The Federal Patent Court strives to render a first-instance judgment within 12 months of the commencement of proceedings. Therefore, the parties are confronted with relatively short time limits to submit their briefs and limited possibilities to request an extension of time limits.
1.9 Is there any alternative shorter, flexible or streamlined procedure available? If so, what are the criteria for eligibility and what is the impact on procedure and overall timing to trial?
No, Swiss law does not provide such alternative procedures.
1.10 Are judgments made available to the public? If not as a matter of course, can third parties request copies of the judgment?
Yes, the decisions of the Federal Patent Court are made available to the public, usually in unreacted form, on the Federal Patent Court's website: www.bundespatentgericht.ch/en/case-law/case-law/.
1.11 Are courts obliged to follow precedents from previous similar cases as a matter of binding or persuasive authority? Are decisions of any other jurisdictions of persuasive authority?
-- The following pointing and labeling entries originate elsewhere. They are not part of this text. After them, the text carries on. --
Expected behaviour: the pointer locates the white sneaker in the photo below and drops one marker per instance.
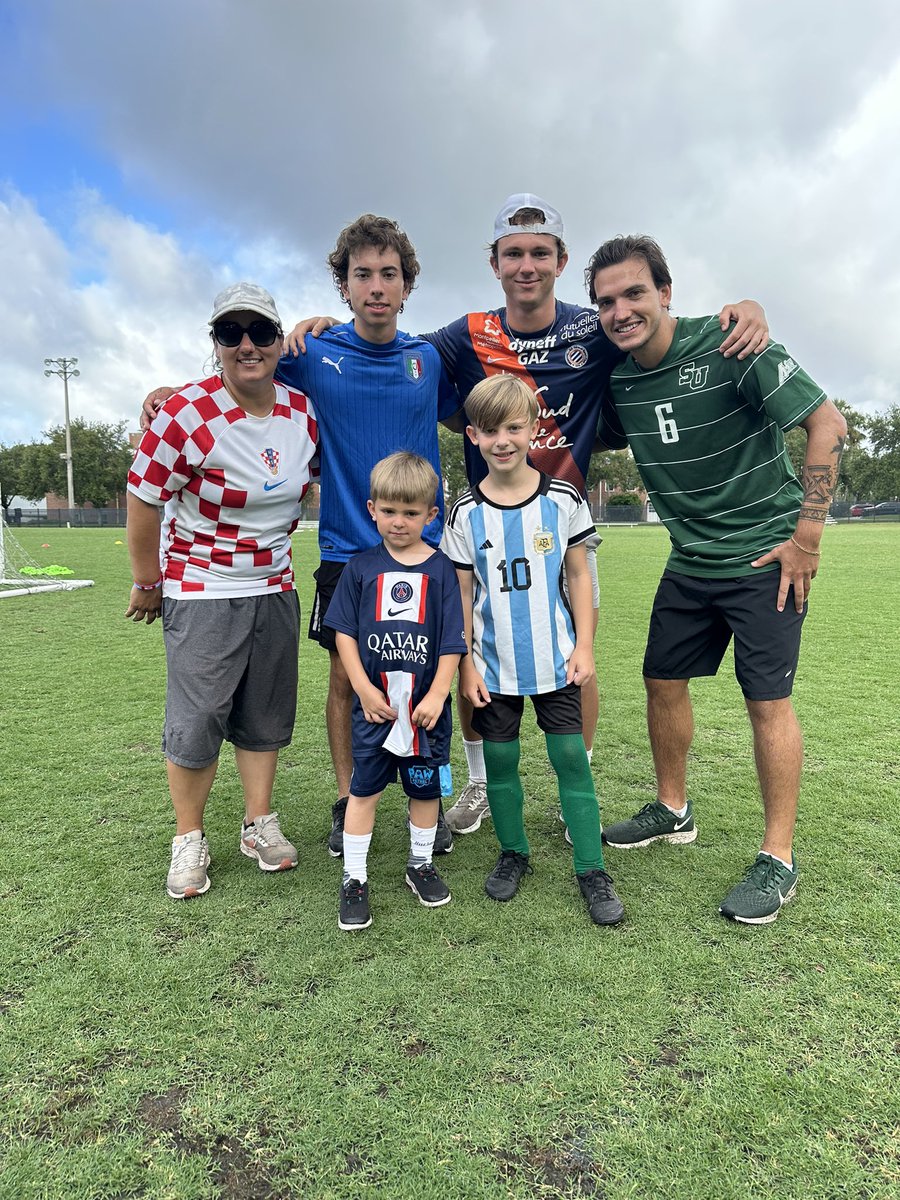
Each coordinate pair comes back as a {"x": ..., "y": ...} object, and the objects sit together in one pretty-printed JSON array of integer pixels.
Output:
[
  {"x": 264, "y": 841},
  {"x": 187, "y": 874},
  {"x": 471, "y": 809}
]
The Swiss legal system is based on the civil law tradition. As such, it depends widely on written codes as a primary source for authoritative statements of law. Accordingly, judicial decisions are of less importance than they are in common law jurisdictions. Even though a line of judicial decisions establishing a particular legal practice does carry substantial weight, in particular as the Federal Patent Court has exclusive jurisdiction with regard to the application of substantive patent law (subject only to appeals against its decisions to the Federal Supreme Court), the common law rule of binding precedent (stare decisis) is not recognised. Foreign decisions concerning the same patent at dispute are considered in particular in connection with nullity actions, but are not as such a persuasive authority, let alone binding.
1.12 Are there specialist judges or hearing officers, and if so, do they have a technical background?
The Federal Patent Court comprises both legally and technically trained judges. Roughly two-fifths of the technical judges graduated in chemistry, biochemistry or biology, a third in physics, and the rest in mechanical and electrical engineering (see the list of judges at https://www.bundespatentgericht.ch/en/about-the-court/judges/). Most of the technically trained judges are European patent attorneys.
1.13 What interest must a party have to bring (i) infringement, (ii) revocation, and (iii) declaratory proceedings?
Any person who is threatened with or has his/her rights infringed may demand an injunction or that the unlawful situation be remedied (Article 72 PatA). In order to have an interest in infringement proceedings, the plaintiff must show that infringing acts have already occurred or are reasonably expected to occur.
Anyone with a proven interest may bring a revocation (invalidity) action (see Article 28 PatA). The burden for proving an interest in a declaration of a patent's invalidity is rather low. Specifically, the plaintiff has to show that the challenged patent potentially creates a conflict with its contemplated business activity in Switzerland. With regard to already expired patents, it needs to be demonstrated that the patentee may still assert claims against the plaintiff resulting from the period when the patent was still in force.
Any person showing an interest may bring an action to obtain a declaratory judgment on the existence or non-existence of a circumstance or legal relationship governed by the PatA, such as, that a particular patent is valid or that the defendant has performed a patent infringing act (Article 74 PatA).